Tuesday, December 2, 2014

Mid-Atlantic Spotlight: The Hangmen - What A Girl Can't Do


Day seven of the Mid-Atlantic Battle of the Garage Bands takes us to Garrett Park, Maryland, a small town in affluent Montgomery County abutting Washington, DC.

The story of The Hangmen is very confusing and I'm not going to try to explain it all here. This is the quickie version. Once upon a time there was a surf band that called themselves The Reekers. The Reekers put out one bitchin' instrumental record in 1965 called Don't Call Me Flyface with a Flip-Side of Grindin'. That was released on the tiny Baltimore soul label of Ru-Jac Records. Both songs were composed by band leader, Tom Guernsey. It got enough air-play that it gave The Reekers a glimmer of hope. The Reekers then recorded two more Tom Guernsey vocal originals (this time with band member Joe Triplet singing) at two different times at two different studios. Shortly after recording the numbers, singer Joe Triplet and another member of The Reekers went off for their freshman year of college.

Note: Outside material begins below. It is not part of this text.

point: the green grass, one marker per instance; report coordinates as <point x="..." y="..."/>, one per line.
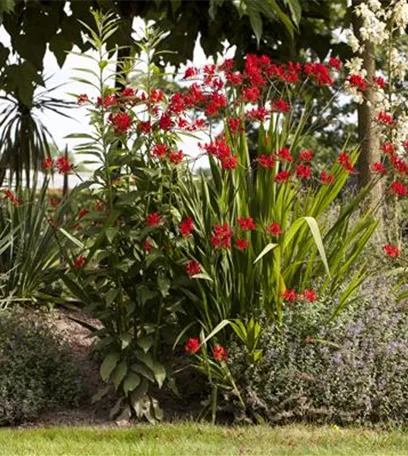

So here was Tom Guernsey shopping two demos by a band that no longer existed. Around this same time, Tom and his brother John Guernsey agreed to join a local upstart band called The Hangmen. Monument Records bit on the demos that Tom was shopping and someone, perhaps Tom, decided to release it under the name of his new band, The Hangmen, even though it was members of The Reekers playing on the record. What A Girl Can't Do became a minor local hit when released at Christmas time in 1965 and Monument pushed The Hangmen into a studio to record a full length LP. The problem was that The Hangmen on the LP and on the subsequent two singles was largely a different band - with a different singer -- than on their hit record. Clear as mud, right?

The picture below is of The Reekers, the band that actually recorded What A Girl Can't Do. But Joe Triplet is not in the picture. Tom is in the middle. The pic was lifted from the good folk at Garage Hangover.
Until next time, we'll see you On The Flip-Side!

2 comments:

  1. Yes, the album was lame, BUT the second single Faces is prime punk-a-delica.